Stop me if you've heard this one before...
A new mom goes about her daily business, stops to breastfeed her infant child, and gets promptly shamed for it. Sound familiar?
These stories pop up every so often, and they never get any less frustrating to hear. One of the latest incident involves Avery Lane, a woman living on a military post who was asked to cover up while breastfeeding her 2-month-old child at a local H&R Block location.
So I was breastfeeding my 2 month old at a H&R Block on a military post when the manager asked me "Can you cover up with...Posted by Avery Lane on Friday, April 21, 2017
The manager asked Lane to cover up with a towel. In response, she offered a blanket to cover his face if he really didn't want to see what was going on.
"[The H&R Block manager] asked me to leave since he was helping my friend and not me. So I then called the Military Police so they could come and inform him of them," Lane wrote on Facebook. "I'm glad they came and informed him that he could not tell me to leave."
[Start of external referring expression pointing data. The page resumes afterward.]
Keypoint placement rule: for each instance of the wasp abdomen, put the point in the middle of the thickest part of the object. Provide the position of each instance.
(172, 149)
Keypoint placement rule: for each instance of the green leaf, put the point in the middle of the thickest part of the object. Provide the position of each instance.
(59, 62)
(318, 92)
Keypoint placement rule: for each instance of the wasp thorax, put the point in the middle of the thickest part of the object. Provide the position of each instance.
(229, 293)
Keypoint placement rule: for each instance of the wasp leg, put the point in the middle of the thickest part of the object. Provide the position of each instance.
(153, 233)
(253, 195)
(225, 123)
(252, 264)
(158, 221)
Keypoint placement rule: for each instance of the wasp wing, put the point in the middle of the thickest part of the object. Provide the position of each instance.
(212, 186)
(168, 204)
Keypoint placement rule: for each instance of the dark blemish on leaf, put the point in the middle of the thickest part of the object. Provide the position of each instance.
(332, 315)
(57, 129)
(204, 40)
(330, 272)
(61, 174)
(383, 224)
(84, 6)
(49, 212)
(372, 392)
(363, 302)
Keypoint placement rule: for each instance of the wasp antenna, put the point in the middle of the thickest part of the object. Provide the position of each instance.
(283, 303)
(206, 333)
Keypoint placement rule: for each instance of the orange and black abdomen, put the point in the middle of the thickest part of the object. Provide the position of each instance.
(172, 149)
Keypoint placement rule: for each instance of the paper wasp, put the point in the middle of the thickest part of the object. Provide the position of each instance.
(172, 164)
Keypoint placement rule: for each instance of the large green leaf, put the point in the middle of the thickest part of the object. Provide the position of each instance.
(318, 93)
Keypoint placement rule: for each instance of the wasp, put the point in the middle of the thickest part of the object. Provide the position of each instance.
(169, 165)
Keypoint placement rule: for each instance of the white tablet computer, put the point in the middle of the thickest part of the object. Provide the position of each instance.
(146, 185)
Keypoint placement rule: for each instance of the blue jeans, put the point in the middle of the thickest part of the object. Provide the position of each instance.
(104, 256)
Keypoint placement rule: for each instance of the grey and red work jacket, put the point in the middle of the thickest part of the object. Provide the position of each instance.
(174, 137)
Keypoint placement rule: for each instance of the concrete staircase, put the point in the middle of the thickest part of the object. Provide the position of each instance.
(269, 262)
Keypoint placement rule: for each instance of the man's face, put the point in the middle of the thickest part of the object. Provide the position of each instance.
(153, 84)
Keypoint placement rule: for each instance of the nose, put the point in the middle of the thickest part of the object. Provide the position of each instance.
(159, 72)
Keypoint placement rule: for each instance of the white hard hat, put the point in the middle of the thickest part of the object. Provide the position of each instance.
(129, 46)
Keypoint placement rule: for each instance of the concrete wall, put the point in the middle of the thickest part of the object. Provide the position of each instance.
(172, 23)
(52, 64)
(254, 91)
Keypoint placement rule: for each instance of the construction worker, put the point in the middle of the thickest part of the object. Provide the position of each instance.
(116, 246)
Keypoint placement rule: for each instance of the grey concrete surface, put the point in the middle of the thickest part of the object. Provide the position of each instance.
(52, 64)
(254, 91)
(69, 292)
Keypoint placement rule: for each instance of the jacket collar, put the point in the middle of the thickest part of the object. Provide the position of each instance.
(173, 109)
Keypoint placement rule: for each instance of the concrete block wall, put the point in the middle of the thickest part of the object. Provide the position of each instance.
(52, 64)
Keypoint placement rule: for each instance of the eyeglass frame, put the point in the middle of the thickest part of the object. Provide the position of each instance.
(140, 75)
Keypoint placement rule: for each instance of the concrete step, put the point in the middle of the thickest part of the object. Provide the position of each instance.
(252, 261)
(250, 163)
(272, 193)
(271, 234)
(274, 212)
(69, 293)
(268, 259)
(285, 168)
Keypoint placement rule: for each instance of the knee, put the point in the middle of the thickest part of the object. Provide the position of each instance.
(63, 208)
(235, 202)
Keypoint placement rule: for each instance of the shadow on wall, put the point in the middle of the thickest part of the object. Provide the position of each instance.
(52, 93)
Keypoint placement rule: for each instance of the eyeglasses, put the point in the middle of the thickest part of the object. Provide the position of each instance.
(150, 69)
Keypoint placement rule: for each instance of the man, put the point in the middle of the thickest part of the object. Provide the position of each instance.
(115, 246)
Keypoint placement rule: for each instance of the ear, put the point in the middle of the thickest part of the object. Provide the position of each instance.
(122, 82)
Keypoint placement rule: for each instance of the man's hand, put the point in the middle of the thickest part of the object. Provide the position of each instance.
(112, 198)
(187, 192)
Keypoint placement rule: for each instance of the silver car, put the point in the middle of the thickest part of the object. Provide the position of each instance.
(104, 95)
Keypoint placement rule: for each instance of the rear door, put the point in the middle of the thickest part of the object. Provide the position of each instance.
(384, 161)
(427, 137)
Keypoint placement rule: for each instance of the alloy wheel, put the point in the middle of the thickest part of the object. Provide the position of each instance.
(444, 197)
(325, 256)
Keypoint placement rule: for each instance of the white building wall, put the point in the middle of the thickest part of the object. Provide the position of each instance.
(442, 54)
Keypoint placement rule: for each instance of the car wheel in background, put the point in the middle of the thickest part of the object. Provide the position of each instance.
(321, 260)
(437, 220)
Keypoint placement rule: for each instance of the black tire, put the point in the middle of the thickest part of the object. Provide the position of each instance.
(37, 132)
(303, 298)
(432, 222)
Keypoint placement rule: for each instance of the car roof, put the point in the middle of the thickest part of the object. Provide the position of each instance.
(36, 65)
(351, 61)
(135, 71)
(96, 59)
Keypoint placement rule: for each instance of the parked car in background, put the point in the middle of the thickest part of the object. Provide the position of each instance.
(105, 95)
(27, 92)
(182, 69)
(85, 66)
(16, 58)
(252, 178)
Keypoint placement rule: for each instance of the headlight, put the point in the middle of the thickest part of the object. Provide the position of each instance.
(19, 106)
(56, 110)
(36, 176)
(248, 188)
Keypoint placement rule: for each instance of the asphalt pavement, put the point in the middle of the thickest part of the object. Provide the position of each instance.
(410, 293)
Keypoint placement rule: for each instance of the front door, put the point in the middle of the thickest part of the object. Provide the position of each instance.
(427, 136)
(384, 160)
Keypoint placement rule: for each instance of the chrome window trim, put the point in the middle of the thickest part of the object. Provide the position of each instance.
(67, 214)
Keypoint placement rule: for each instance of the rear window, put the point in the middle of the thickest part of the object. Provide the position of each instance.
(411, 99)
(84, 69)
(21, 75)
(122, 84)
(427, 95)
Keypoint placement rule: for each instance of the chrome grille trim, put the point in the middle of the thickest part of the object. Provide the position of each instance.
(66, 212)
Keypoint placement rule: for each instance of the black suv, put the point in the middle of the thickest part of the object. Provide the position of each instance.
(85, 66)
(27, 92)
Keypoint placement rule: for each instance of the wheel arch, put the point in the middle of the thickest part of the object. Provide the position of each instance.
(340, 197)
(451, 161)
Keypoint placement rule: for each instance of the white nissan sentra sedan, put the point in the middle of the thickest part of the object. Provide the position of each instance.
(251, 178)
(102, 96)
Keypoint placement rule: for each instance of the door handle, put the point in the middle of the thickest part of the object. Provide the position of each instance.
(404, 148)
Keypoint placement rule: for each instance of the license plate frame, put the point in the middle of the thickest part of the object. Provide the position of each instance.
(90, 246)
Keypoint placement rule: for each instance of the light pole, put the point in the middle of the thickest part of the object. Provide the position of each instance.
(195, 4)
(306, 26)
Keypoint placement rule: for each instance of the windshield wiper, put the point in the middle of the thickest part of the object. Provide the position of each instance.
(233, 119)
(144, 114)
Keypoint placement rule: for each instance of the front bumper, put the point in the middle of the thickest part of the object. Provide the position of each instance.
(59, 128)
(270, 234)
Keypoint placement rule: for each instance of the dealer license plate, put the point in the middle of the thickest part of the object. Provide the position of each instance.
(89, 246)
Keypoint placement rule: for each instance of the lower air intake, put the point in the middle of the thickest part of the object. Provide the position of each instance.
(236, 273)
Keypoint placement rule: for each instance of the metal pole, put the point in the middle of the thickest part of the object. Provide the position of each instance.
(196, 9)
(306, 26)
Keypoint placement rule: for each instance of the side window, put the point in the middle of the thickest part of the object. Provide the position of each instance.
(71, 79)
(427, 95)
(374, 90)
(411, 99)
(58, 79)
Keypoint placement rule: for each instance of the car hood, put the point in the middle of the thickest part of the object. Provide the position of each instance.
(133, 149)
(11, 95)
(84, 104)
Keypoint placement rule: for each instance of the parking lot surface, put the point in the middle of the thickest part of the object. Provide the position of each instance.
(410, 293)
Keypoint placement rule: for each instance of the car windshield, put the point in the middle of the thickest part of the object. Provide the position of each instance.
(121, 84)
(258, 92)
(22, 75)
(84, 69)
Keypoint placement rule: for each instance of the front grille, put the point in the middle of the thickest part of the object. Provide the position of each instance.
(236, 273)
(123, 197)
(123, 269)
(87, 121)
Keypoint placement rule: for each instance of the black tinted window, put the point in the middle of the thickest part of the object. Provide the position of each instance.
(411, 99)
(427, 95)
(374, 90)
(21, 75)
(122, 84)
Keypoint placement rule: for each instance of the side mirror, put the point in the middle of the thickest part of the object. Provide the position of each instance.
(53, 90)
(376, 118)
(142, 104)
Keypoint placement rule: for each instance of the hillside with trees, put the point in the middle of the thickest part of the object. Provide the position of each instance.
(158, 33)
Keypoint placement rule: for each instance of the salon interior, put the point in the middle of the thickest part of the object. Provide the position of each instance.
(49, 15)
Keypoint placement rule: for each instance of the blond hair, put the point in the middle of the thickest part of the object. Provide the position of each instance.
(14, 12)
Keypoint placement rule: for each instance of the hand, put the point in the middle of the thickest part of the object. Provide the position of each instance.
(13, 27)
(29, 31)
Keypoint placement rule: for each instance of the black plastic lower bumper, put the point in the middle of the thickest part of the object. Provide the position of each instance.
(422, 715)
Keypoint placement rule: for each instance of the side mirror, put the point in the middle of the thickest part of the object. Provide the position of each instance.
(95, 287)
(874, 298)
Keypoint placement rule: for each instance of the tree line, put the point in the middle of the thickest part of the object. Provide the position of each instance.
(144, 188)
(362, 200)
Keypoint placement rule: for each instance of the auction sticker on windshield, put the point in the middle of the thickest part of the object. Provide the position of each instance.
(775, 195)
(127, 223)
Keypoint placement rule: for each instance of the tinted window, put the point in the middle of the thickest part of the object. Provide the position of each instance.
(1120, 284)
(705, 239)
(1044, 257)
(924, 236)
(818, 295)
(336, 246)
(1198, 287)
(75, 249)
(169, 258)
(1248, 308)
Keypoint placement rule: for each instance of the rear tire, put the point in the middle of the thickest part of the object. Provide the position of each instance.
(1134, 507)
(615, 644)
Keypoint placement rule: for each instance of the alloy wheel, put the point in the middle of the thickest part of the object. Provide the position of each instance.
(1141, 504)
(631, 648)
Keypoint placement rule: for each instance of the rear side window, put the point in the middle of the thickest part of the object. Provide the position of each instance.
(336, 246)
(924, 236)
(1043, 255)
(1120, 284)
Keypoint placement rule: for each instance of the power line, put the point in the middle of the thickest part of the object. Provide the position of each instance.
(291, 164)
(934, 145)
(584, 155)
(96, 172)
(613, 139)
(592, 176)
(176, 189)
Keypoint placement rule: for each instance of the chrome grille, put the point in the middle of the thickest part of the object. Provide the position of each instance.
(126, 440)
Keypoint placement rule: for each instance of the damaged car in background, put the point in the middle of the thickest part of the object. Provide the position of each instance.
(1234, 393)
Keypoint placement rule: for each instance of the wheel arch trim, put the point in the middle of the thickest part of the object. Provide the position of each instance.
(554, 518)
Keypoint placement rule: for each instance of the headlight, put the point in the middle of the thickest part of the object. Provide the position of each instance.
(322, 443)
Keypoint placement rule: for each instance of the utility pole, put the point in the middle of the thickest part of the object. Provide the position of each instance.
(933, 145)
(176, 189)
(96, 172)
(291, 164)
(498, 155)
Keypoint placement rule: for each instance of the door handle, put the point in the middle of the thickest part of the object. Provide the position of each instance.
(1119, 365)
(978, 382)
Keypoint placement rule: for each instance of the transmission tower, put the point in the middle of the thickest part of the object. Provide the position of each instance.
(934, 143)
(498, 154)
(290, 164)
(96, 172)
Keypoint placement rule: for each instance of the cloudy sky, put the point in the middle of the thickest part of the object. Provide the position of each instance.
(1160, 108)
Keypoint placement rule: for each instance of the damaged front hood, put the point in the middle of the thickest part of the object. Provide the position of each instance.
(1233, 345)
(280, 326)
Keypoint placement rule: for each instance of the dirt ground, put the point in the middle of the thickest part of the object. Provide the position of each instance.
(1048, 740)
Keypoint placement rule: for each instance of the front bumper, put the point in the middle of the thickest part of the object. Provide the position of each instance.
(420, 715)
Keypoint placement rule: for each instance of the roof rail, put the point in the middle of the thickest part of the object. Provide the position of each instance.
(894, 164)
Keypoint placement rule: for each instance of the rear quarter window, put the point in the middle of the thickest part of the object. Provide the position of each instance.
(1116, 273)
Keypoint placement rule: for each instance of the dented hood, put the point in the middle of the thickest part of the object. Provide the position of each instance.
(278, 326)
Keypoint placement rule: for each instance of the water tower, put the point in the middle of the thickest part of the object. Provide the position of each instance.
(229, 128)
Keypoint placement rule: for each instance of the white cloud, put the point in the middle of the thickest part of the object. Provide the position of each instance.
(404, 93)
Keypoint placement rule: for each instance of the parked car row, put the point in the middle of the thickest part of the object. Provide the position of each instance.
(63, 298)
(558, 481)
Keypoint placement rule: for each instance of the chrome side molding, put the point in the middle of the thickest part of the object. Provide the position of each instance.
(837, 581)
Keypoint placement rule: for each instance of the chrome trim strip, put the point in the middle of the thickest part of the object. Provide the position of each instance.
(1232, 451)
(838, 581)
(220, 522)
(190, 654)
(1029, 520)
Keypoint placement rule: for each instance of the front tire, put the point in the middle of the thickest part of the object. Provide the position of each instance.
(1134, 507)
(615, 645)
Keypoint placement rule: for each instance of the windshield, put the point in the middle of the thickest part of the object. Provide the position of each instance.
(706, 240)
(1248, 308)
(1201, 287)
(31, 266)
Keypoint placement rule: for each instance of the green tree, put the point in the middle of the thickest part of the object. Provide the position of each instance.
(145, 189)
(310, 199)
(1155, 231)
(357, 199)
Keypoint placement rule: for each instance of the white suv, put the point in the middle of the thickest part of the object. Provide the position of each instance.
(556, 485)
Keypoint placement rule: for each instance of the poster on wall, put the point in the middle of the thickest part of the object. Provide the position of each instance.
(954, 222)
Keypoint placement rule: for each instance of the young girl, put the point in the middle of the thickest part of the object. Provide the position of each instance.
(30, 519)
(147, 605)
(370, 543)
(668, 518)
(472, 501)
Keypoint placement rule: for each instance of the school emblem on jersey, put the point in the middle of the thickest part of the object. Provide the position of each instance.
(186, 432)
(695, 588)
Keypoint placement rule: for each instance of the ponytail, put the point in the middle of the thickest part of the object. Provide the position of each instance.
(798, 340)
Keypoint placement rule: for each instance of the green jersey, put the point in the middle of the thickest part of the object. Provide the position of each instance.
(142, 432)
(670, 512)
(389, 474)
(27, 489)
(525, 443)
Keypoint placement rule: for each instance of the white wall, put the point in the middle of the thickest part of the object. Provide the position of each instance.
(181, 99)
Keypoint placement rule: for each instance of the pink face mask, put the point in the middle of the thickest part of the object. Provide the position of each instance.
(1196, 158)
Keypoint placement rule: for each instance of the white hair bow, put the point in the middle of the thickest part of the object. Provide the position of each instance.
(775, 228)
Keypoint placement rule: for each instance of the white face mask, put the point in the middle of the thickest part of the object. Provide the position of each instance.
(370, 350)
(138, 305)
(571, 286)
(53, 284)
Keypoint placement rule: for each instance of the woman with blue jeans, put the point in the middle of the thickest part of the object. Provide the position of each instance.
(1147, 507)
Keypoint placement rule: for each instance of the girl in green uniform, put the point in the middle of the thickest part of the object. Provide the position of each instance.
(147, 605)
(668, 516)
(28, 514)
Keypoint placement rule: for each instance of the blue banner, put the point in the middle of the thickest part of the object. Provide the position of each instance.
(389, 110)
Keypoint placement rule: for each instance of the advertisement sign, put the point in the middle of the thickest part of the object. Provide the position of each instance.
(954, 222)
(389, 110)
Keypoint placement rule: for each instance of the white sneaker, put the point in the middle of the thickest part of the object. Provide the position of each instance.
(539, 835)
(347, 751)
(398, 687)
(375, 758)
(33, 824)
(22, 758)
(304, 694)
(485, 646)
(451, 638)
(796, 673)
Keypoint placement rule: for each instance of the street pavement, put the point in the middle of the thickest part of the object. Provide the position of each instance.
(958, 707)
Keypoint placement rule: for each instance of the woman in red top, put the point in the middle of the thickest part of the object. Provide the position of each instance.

But really, are we still doing this? "Cover up?" C'mon, would you want to have to eat with a blanket over your head? I'm going to guess you'd rather not. Would you want to have to eat lunch in a bathroom stall? Again, I'm just going to assume you don't. So why would you make a baby do it?
Lane doesn't want the offending H&R manager to be fired. But she's also not going to use a cover in the future either — nor should she have to.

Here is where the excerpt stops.